Castello prefere que suas provocações fiquem assim, no campo do intelecto. Ele vê seu olhar como uma provocação tanto para cristãos como para não religiosos. "Quero provocar todos os lados, o 'Sermão' é isso. Estamos na era do sermão. Você abre o Instagram e encontra pessoas pregando suas ideias e dando esporro nos outros... Aí você tem a bancada evangélica e vê religião se misturando com política. Meu sermão é para essas coisas".

Castello Branco

músico

"Quero provocar todos os lados, o 'Sermão' é isso. Estamos na era do sermão. Você abre o Instagram e encontra pessoas pregando suas ideias e dando esporro nos outros"

O músico ainda completa: "a gente ama ser provocado, né?
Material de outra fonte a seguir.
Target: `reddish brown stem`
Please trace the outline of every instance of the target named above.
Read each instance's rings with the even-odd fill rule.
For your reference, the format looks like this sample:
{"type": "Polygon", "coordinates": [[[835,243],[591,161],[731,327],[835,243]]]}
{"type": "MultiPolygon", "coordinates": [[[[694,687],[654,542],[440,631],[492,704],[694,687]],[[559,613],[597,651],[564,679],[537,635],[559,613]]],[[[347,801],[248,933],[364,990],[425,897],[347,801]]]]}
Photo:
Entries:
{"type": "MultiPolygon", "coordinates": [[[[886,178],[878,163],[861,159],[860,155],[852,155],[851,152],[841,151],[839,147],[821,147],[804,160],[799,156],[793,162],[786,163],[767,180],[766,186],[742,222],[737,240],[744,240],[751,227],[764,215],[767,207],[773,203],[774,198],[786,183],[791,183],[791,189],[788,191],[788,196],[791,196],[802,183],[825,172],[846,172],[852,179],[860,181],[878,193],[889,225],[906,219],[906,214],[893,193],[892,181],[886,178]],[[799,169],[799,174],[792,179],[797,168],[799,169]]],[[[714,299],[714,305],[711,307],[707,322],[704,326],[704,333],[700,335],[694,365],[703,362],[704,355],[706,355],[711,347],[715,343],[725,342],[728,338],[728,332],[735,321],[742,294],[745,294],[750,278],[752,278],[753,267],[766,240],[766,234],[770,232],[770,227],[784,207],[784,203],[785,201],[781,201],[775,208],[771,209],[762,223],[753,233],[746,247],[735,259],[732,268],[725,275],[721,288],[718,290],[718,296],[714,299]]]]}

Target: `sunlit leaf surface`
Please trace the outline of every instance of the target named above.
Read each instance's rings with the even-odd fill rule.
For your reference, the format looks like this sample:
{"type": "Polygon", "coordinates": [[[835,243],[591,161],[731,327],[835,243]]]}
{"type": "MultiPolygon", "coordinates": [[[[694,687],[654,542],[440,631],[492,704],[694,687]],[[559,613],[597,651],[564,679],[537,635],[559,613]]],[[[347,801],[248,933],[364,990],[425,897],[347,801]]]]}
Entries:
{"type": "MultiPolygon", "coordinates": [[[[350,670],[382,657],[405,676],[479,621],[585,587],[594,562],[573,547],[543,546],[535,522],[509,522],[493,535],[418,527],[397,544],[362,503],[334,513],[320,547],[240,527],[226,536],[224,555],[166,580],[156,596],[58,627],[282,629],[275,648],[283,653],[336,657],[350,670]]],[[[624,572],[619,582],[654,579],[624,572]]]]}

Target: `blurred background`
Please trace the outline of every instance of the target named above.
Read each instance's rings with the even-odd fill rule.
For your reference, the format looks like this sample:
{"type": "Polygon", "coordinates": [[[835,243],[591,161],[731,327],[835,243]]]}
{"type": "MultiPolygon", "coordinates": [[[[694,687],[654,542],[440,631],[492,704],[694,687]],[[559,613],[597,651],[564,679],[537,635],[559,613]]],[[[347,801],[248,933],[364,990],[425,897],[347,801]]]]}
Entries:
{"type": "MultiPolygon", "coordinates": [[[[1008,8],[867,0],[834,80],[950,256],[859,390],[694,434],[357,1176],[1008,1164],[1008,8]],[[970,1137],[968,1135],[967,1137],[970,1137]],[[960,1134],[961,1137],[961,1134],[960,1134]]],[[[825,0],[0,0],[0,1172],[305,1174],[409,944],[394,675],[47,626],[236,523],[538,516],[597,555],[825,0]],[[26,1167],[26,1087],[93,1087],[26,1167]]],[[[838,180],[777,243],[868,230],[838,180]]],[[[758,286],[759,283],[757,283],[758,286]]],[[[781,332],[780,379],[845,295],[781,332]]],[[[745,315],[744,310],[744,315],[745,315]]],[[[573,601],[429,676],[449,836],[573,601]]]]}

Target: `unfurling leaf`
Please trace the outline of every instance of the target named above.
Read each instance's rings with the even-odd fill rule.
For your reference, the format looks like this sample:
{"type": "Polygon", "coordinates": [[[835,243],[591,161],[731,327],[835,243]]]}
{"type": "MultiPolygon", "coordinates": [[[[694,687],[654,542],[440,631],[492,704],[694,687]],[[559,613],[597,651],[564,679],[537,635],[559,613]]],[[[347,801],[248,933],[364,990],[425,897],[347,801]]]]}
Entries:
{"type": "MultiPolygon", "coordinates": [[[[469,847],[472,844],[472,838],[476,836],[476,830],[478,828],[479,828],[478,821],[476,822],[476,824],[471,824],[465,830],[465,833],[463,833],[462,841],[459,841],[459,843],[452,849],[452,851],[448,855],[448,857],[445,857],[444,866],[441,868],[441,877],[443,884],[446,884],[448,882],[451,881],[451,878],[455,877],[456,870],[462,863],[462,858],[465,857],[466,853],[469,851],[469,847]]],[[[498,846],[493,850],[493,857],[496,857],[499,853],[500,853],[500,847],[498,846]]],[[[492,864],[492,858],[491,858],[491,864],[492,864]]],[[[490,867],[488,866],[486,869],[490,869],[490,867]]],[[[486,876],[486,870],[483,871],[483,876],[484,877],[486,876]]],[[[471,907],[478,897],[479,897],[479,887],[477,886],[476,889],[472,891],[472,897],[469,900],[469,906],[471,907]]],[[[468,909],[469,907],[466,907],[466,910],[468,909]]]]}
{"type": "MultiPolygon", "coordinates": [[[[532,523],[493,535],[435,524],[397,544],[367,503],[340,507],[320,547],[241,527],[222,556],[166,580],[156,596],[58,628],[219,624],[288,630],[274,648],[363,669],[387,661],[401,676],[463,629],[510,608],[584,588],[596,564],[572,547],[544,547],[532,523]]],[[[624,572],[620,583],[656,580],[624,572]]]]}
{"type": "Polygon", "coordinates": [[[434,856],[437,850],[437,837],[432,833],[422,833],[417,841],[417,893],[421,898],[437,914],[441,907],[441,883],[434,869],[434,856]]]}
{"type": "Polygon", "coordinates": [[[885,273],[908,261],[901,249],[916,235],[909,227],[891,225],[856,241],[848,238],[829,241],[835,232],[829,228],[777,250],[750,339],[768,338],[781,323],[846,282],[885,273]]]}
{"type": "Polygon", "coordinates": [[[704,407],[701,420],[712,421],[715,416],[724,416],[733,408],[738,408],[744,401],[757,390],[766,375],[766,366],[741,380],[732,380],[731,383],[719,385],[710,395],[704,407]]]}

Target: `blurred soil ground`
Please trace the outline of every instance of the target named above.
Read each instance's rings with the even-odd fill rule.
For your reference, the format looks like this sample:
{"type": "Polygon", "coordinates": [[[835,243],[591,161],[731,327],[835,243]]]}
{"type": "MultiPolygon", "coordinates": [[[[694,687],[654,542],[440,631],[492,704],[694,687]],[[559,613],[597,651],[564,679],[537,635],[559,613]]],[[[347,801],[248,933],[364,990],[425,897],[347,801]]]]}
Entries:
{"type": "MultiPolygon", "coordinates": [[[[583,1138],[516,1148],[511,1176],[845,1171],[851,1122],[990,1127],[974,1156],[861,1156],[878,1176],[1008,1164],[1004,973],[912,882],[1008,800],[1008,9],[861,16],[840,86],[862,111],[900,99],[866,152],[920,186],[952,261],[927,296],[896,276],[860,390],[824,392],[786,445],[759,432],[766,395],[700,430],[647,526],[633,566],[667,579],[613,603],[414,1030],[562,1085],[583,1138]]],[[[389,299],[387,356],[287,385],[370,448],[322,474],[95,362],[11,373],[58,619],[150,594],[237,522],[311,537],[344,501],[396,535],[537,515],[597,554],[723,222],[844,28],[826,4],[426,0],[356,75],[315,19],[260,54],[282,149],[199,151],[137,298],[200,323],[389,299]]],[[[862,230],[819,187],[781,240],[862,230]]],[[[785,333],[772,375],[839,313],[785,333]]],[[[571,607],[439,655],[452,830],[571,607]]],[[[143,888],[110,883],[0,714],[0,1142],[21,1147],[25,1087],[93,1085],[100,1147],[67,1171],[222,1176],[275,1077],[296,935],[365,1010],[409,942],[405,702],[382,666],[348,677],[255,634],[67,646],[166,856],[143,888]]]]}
Mas provocado sexualmente. A música pop é uma provocação sexual, a gente precisa também ser provocado em outros níveis. Não adianta falar de política o tempo todo e, quando fechar a porta, se provocar só sexualmente, sem uma autoavaliação".

Com a conclusão da trilogia, Castello Branco já busca novas alquimias, mas faz planos para os shows e ainda quer curtir o trabalho lançado. "Eu olho para os três discos e vejo que tem algo ali. É como um pintor quando termina um quadro, sabe?", indaga o carioca, com a consciência de que o mundo está mudando.

"Eu tenho que trabalhar algumas coisas em mim, minha personalidade, preciso me entender. Quero chegar a muitos corações, mas preciso negociar, tornar minha personalidade mais comunicativa", diz. Castello conta que pretende focar seus próximos trabalhos em singles, participações, ou seja, pretende se tornar mais acessível. "Eu precisei lançar este disco, a trilogia precisava existir, mas eu sei que não é um trabalho fácil", conclui.